Zespół konsekwentnie odmawia komentowania sprawy.
07.03.2415:51
Nataniel Piórkowski
1124wyświetlenia
Embed from Getty Images

Red Bull Racing zawiesił pracownicę, która stała za oskarżeniem szefa zespołu - Christiana Hornera o niestosowne zachowanie.

Sprawa dotycząca Hornera wyszła na światło dzienne na początku lutego. Red Bull natychmiast ogłosił, że prowadzi wewnętrzne dochodzenie, mające dokładnie przeanalizować zgłaszane zastrzeżenia.

Po zapoznaniu się z dowodami oraz rozmowami z kluczowymi pracownikami teamu, Horner został oczyszczony z zarzutów tuż przed startem weekendu w Bahrajnie.

W krótkim oświadczeniu austriacki koncern ogłosił: Niezależne dochodzenie w sprawie zarzutów postawionych panu Hornerowi zostało zakończone a Red Bull może potwierdzić, że skarga została oddalona - czytamy w komunikacie.

Raport z dochodzenia ma charakter poufny i zawiera prywatne informacje stron oraz osób trzecich, które pomagały w całym procesie. Dlatego też nie będziemy udzielać dalszych komentarzy, szanując wszystkich zaangażowanych. Red Bull będzie nadal starał się utrzymywać najwyższe standardy w miejscu pracy.
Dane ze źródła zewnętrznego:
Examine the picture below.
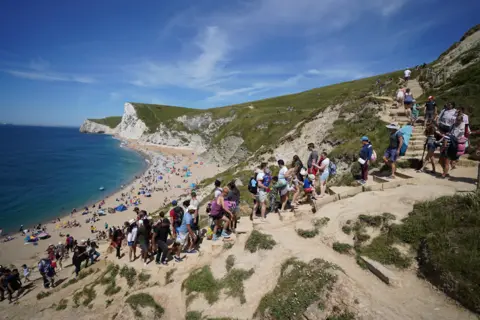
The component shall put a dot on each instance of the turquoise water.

Zaznaczono przy tym, że stronie zgłaszającej zastrzeżenia względem postawy Hornera, przysługuje prawo do odwołania się od decyzji.
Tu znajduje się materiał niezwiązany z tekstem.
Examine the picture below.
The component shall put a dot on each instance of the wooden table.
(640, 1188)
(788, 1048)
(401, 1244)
Chociaż centrala Red Bulla nie zdecydowała się na szersze skomentowanie sprawy, w czwartek w mediach pojawiły się doniesienia o podjęciu działań wobec pracownicy, która odpowiadała za zgłoszenie sprawy. Kobieta jest nadal zatrudniona przez zespół z Milton Keynes, ale została zawieszona w swych obowiązkach.

Rzecznik Red Bulla odmówił odniesienia się do tych ustaleń: Nie jesteśmy w stanie udzielić komentarza, ponieważ jest to wewnętrzna sprawa [zespołu].